絵のことである。絵の方は描ける間は続けるつもりだ。少し自分に近づいている感がある。絵が衰えても仕方がない訳だが、少しづつ前進している。これは幸運である。間違っても仕方がない道であったが、幸い、自分に向う事が出来始めた。1か月半ぶりに絵を描いた。水彩人の準備に入ってから、田んぼの一段落まで絵を描くことはなかった。久しぶりで書いたものが道であろうかと、今目の前に於いて眺めている。果たして前進しているのか、新しいものは出て来たか。何か分かったことはあるのか。ここでも私の分かるは、私だけのことである。生きるという事はそういう寂しいことなのかもしれない。それぞれに生きてそれぞれの分かるを味わい。それで終わる。今後目が衰え、色の判別が出来なくなり、視界もぼやけてくると思っている。それまで何年あるのかはわからないが、自分の絵だけはやれる限りやってみるつもりだ。

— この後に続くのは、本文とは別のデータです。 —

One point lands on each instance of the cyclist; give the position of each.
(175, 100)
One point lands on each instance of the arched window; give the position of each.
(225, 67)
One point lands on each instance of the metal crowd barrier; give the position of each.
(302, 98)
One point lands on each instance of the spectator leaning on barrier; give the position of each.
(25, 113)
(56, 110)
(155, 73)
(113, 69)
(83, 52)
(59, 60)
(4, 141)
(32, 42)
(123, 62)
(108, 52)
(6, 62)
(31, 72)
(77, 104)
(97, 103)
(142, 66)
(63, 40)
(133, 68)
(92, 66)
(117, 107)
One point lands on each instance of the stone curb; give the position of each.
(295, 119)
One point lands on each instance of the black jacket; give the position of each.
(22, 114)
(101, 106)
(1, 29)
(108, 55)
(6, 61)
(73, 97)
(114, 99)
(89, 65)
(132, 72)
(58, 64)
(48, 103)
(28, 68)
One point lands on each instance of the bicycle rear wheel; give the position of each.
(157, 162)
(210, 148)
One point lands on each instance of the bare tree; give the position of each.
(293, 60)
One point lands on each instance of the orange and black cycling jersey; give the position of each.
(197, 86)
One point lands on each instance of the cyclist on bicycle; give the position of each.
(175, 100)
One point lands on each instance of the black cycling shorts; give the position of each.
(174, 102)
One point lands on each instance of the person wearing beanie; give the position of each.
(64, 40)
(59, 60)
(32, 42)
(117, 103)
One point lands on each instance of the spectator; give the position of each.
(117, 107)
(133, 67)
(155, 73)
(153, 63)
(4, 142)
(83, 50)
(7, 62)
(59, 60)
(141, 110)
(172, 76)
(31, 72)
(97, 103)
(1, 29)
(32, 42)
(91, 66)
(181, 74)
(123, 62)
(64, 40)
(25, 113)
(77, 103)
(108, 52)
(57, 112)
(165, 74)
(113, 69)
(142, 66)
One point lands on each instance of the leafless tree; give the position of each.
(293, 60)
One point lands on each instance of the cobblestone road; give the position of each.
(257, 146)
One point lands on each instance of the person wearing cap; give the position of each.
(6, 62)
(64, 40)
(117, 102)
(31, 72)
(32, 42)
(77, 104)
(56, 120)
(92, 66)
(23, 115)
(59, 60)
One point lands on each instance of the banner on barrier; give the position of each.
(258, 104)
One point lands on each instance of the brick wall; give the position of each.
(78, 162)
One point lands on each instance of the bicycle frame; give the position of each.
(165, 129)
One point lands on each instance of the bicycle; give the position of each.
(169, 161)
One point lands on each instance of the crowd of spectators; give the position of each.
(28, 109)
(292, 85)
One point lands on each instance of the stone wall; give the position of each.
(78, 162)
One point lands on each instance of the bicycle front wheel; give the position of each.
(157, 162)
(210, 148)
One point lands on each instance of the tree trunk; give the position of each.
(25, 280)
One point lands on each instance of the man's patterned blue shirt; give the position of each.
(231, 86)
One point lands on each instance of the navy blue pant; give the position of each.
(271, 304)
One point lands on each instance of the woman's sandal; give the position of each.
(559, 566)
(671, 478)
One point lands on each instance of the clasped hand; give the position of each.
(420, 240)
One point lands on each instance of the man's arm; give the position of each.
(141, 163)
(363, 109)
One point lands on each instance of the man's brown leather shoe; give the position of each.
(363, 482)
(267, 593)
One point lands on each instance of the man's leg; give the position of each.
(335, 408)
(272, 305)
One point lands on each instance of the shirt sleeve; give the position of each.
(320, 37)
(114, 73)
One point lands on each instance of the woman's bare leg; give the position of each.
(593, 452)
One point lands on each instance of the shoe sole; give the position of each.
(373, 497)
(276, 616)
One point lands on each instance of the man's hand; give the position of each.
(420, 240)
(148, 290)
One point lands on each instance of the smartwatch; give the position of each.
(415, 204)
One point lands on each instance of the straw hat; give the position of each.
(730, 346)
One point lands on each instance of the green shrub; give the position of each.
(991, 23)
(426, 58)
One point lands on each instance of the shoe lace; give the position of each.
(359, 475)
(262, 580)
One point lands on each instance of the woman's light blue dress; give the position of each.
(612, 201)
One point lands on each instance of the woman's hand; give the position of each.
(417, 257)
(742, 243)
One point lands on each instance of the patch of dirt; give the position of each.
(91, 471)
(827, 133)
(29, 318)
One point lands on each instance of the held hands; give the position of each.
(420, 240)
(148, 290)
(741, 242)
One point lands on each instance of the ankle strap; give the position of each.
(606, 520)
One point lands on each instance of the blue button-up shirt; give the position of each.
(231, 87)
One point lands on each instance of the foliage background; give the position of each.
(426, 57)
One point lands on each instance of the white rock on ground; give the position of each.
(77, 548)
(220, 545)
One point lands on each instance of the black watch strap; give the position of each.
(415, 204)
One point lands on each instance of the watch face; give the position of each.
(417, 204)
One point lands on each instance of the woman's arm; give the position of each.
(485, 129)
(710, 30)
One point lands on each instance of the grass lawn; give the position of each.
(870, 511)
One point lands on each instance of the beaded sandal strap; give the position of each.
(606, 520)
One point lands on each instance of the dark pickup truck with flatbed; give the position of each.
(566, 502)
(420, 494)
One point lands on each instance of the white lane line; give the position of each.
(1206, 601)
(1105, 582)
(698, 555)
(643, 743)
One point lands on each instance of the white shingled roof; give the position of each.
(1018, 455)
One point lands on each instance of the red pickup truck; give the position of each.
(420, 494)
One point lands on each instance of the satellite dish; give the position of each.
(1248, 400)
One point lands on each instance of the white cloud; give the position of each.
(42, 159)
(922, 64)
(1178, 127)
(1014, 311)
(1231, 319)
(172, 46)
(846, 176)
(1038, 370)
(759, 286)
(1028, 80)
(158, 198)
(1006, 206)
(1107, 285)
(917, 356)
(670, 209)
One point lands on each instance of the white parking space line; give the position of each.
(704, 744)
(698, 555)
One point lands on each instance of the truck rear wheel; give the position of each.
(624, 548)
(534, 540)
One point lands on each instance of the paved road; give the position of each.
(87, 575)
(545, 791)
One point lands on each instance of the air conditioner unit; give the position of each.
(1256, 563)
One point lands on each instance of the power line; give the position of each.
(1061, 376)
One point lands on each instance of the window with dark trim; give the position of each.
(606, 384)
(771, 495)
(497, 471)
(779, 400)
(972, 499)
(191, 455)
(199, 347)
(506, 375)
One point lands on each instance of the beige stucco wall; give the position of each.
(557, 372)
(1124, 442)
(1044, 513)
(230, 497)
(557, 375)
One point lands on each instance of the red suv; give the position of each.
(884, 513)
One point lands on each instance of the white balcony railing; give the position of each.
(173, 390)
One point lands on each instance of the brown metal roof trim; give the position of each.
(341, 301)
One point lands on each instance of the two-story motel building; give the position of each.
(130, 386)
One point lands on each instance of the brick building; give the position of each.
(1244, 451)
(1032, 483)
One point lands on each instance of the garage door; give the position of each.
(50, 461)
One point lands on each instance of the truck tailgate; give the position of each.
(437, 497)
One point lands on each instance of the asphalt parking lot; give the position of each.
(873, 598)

何か意味あることがこの世にあるかと言えば、科学である。芸術である。田んぼは科学だと思っている。絵は芸術だと思っている。この2つは人類にとって意味あることだと思ってきた。どちらも徹底して個人の中のことに切り込むことで、実は人類共通になことになるという思いである。競争して、勝ち抜きお金を得るという事は、敗者を作り格差を大きくするという事になる。それは人類という全体で見れば、滅亡への道になる。しかし、人間というものの浅ましい本性を考えると、希望は持てない。そうであれば、心有るものが、能力主義の競争に巻き込まれない逃げ場を見つけること。考えること、作ること。やはり、江戸時代の自給的な循環型社会に希望はあるのだろう。落ち込むとこまで落ち込めば、もう一度そこに希望を見出す人が出てくるかもしれない。まあ、自給自足体験も、その時の参考に少しはなるのかもしれない。